De acordo com a matéria, pelo menos um lançador de beisebol da liga norte-americana, cerca de 20 jogadores profissionais de futebol e centenas de atletas amadores já passaram pelo tratamento, ou seja, usaram a auto-hemoterapia com o objetivo de curar seus ferimentos.   Segundo os médicos, a técnica ajuda a regenerar ligamentos e fibras do tendão, o que poderia encurtar o tempo de reabilitação e evitar a cirurgia.
Diz a reportagem que a pesquisa sobre os efeitos do plasma rico em plaquetas ganhou um gás nos últimos meses, com a maioria dos médicos alertando para o fato de que estudos mais rigorosos são necessários.
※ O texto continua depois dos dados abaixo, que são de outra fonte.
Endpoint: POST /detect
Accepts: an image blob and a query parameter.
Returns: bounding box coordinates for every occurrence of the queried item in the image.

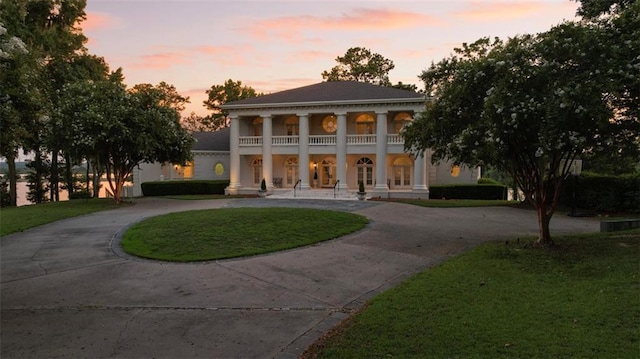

Outra corrente de pesquisadores suspeitam que o procedimento poderia se tornar uma linha de tratamento cada vez mais atrativa por razões médicas e financeiras. Aí cabe salientar  que esse fenômeno vem se agigantando no Brasil, onde cerca de 12 milhôes de pessoas, segundo cálculos de especialistas, fazem uso da auto-hemoterapia.
Registro o recebimento de centenas de e-mails e telefonemas de pessoas comentando nosso artigo “Mais de 12 milhões de brasileiros fazem auto hemoterapia” no Pôr do Sol de março, declarando ser usuárias da auto hemoterapia. Muitas queriam conhecer essa notável terapia que continua crescendo no Brasil e fora daqui...”

Marcio Fonseca Mata é jornalista, escritor e meu cunhado.

1. Marcio lança um novo livro –agora em março de 2012–, mas não sobre o mesmo tema.

2. Claro que laboratórios não desejam que as pessoas se tratem de forma tão simples e que não envolvem suas químicas assassinas... E seus lucros exorbitantes.